Adapun event yang digelar oleh Kemenpar bekerja sama dengan Bali Tourism Board dan Dinas Pariwisata Karangasem, meliputi Festival Pesona Tulamben, Discover Karangasem, Brotherhood Champ, Miss Universe Reunion, Festival Pesona Edelweiss, dan Karangasem Music World Festival.
Bupati Karangasem I Gusti Ayu Mas Sumatri mengatakan, Karangasem World Music Festival merupakan bagian yang terintegrasi dari program aktivasi branding Karangasem. Program itu yakni The Spirit of Bali, yang berfokus pada pengelolaan dan pengembangan sumber daya sehingga menjadi manfaat bagi masyarakat Karangasem dan pengalaman berharga bagi wisatawan.
“Karangasem World Music Festival 2019 menjadi satu rangkaian utuh dengan program acara lain yang memunculkan dimensi baru pariwisata di Karangasem,” ujarnya.
Program ini telah dijalankan sejak 2016 sampai 2018 dan tercatat berhasil meningkatkan kunjungan wisatawan mencapai hampir 200 persen. Karenanya, Karangasem akan terus mengeksplorasi kemungkinan-kemungkinan baru dalam mengembangkan destinasi dengan mengajak para pemangku kepentingan yang lain.

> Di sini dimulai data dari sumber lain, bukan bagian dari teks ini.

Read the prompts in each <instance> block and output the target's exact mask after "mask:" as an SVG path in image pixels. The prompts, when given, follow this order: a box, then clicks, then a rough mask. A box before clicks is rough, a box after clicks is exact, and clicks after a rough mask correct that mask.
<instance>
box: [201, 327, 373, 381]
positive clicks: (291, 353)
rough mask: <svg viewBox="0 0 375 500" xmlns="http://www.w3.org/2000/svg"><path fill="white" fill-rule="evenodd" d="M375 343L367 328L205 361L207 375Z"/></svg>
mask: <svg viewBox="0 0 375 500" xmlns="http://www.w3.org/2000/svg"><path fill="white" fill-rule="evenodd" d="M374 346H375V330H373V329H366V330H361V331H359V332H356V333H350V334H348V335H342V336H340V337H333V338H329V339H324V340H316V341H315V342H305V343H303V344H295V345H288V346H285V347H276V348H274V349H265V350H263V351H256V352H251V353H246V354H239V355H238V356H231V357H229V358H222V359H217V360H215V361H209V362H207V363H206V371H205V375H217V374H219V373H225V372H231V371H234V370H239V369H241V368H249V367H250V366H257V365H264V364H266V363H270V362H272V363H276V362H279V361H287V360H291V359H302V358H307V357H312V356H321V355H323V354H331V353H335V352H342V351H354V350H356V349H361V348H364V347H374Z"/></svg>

Sementara itu, Panitia Karangasem World Music Festival 2019 Ida Bagus Agung Gunarthawa menyatakan, Karangasem World Music Festival dikemas untuk menjembatani persaudaraan dan keragaman lewat musik, dengan asosiasi memadukan irama Segara-Gunung.
Dengan mengedepankan semangat tersebut, diharapkan terbangun solidaritas dan apresiasi yang akan membawa pada kehidupan yang lebih baik, “Dalam upaya menjaga harmoni ruang musikal tubuh dengan alam semesta raya, dalam peradaban Bali mengenal momentum khusus yang dikenal dengan Hari Raya Tumpek Krulut.
Dua pria mengikuti tradisi Mekare-kare atau Perang Pandan di Desa Tenganan Pegringsingan, Karangasem, Bali, Senin, 24 Juni 2019. Foto: Johannes P Christo
Momentum istimewa ini diperingati setiap 210 hari sekali. Menurut kalender solar-lunar system, fenomena itu terjadi manakala penanggalan Bali menunjuk hari Saniscara atau Sabtu Kliwon dalam Wuku Krulut atau pekan ke-17. Wujud prosesinya berupa pemuliaan terhadap instrumen musik Bali tradisional yang dinamakan gamelan,” ungkapnya.
Ia mengatakan, gamelan sebagai orkestra Bali tidaklah semata-mata menghamparkan rasa religius-spiritual. Dalam konteks sosio-politik, gamelan juga menjadi sedemikian jelas dan jernih mengetengahkan demokrasi.
“Semua instrumen diberi hak mengeluarkan nada dan suaranya masing-masing. Namun, semua akhirnya dibingkai dalam satu payung bernama irama, sehingga terciptalah komposisi yang indah dan harmonis,” katanya.